Install the Google GenAI SDK

Install the Google GenAI SDK from npm.

$ npm install @google/genai

Setup your API key

You can create your API key using Google AI Studio with a single click.

Remember to treat your API key like a password. Don’t accidentally save it in a notebook or source file you later commit to GitHub. In this notebook we will be storing the API key in a .env file. You can also set it as an environment variable or use a secret manager.

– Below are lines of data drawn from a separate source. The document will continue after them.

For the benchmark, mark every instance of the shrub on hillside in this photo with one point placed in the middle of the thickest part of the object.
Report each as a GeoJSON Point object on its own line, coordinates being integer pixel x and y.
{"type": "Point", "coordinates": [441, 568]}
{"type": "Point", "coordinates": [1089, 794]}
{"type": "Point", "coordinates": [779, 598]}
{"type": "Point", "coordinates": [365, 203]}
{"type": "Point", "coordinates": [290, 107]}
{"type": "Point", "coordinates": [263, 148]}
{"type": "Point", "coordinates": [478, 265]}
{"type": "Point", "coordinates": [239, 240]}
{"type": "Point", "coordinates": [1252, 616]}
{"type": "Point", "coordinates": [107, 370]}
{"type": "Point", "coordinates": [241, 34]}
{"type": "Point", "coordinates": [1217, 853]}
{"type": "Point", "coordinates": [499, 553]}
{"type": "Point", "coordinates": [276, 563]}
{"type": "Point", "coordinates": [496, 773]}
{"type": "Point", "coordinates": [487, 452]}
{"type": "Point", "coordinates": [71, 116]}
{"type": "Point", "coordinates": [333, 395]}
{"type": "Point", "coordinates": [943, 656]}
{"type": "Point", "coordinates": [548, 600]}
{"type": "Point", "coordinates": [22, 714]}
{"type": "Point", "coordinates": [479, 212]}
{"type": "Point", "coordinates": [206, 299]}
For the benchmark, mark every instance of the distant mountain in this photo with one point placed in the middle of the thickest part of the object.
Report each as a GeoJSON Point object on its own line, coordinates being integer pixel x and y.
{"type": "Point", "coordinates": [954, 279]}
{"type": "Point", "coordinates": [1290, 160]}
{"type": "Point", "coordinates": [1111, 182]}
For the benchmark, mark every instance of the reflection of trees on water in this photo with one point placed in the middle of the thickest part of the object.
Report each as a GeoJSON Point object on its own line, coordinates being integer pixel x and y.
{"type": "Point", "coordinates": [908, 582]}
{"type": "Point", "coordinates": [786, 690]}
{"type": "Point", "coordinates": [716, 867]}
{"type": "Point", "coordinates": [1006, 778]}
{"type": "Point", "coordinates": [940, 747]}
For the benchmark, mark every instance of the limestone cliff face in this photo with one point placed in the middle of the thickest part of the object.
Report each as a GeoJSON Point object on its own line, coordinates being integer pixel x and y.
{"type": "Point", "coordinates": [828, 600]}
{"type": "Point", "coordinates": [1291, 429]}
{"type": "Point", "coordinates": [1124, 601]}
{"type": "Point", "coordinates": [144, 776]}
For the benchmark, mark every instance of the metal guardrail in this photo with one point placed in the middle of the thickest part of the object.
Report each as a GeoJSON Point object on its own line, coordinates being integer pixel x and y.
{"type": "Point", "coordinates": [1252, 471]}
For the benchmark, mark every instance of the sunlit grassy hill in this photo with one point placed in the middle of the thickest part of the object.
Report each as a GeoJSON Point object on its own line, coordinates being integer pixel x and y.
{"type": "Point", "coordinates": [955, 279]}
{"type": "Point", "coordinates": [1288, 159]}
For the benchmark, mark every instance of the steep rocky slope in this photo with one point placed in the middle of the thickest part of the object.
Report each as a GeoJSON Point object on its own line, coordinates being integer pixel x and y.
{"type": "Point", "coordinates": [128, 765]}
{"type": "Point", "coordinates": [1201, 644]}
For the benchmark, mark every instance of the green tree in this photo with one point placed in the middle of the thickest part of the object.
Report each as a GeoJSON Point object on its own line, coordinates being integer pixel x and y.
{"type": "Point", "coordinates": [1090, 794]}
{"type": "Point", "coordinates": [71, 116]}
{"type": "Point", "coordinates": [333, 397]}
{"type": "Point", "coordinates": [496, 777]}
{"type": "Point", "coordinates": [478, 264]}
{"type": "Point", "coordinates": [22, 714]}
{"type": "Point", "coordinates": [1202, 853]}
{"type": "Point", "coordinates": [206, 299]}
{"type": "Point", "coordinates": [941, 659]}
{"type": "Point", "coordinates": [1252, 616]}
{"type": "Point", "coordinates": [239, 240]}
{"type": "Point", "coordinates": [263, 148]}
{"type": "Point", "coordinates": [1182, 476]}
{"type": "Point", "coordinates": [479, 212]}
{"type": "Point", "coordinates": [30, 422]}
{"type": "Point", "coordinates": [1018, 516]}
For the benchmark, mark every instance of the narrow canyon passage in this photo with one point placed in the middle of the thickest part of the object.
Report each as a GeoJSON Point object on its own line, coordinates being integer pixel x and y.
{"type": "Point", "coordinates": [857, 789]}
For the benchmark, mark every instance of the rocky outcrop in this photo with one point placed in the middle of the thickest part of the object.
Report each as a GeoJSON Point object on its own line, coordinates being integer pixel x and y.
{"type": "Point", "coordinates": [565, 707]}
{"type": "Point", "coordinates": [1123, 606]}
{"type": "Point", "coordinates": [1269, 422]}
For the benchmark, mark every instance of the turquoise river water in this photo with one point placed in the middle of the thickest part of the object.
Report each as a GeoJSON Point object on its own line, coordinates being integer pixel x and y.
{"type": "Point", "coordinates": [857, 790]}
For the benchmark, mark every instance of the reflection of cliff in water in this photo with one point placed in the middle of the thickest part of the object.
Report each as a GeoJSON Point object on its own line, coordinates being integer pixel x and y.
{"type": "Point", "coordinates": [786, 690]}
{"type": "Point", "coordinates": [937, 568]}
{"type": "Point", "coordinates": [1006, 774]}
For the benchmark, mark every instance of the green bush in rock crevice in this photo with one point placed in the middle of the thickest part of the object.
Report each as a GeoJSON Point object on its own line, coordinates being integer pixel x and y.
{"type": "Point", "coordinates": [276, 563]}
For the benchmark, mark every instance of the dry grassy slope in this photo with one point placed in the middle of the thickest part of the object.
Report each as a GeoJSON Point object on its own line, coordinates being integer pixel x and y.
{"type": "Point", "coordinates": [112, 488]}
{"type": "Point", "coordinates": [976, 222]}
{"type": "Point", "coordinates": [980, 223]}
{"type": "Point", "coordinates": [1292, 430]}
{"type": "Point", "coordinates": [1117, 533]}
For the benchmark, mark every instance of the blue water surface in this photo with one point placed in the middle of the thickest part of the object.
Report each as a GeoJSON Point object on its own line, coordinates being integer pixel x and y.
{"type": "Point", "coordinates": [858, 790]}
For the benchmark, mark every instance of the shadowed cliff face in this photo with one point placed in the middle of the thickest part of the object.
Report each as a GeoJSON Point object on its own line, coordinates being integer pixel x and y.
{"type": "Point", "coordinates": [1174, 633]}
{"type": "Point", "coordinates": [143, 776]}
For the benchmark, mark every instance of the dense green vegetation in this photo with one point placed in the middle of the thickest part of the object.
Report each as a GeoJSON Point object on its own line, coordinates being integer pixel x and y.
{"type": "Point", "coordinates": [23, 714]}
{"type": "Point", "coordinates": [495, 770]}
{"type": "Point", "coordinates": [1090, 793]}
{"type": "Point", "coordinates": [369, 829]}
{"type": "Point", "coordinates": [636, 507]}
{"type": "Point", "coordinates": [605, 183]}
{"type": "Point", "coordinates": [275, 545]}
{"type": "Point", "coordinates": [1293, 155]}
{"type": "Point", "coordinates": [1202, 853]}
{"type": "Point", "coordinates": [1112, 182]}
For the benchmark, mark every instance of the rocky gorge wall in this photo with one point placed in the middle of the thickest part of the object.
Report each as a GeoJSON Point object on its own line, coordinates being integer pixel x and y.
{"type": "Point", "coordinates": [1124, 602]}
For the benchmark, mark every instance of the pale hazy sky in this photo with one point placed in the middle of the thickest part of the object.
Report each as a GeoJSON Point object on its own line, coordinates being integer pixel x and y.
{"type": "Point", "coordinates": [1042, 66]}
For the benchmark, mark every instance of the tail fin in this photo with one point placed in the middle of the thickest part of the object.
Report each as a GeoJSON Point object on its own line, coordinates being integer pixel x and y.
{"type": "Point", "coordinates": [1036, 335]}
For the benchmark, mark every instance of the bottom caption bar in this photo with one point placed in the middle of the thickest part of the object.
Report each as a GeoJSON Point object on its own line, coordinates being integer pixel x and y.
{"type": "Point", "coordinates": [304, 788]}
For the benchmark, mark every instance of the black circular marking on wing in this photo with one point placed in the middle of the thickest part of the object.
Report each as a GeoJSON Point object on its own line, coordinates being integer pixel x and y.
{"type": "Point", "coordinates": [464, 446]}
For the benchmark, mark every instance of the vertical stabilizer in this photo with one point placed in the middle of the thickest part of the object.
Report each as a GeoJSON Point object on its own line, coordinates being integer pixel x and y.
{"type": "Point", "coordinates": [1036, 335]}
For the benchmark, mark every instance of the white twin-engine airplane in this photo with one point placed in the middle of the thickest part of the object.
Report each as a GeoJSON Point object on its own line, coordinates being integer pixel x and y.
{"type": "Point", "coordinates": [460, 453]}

Here’s how to set it up in a .env file:

$ touch .env
$ echo "GEMINI_API_KEY=<YOUR_API_KEY>" >> .env
Important

The File API uses API keys for authentication and access. Uploaded files are associated with the API key’s cloud project. Unlike other Gemini APIs that use API keys, your API key also grants access data you’ve uploaded to the File API, so take extra care in keeping your API key secure. For best practices on securing API keys, refer to Google’s documentation.

Tip

Another option is to set the API key as an environment variable. You can do this in your terminal with the following command:

$ export GEMINI_API_KEY="<YOUR_API_KEY>"

Load the API key

To load the API key from the .env file, we will use the dotenv package. This package loads environment variables from a .env file into process.env.

$ npm install dotenv

Then, we can load the API key in our code:

const dotenv = require("dotenv") as typeof import("dotenv");

dotenv.config({
  path: "../.env",
});

const GEMINI_API_KEY = process.env.GEMINI_API_KEY ?? "";
if (!GEMINI_API_KEY) {
  throw new Error("GEMINI_API_KEY is not set in the environment variables");
}
console.log("GEMINI_API_KEY is set in the environment variables");
GEMINI_API_KEY is set in the environment variables
Note

In our particular case the .env is is one directory up from the notebook, hence we need to use ../ to go up one directory. If the .env file is in the same directory as the notebook, you can omit it altogether.

│
├── .env
└── quickstarts
    └── File_API.ipynb

Initialize SDK Client

With the new SDK, now you only need to initialize a client with you API key (or OAuth if using Vertex AI). The model is now set in each call.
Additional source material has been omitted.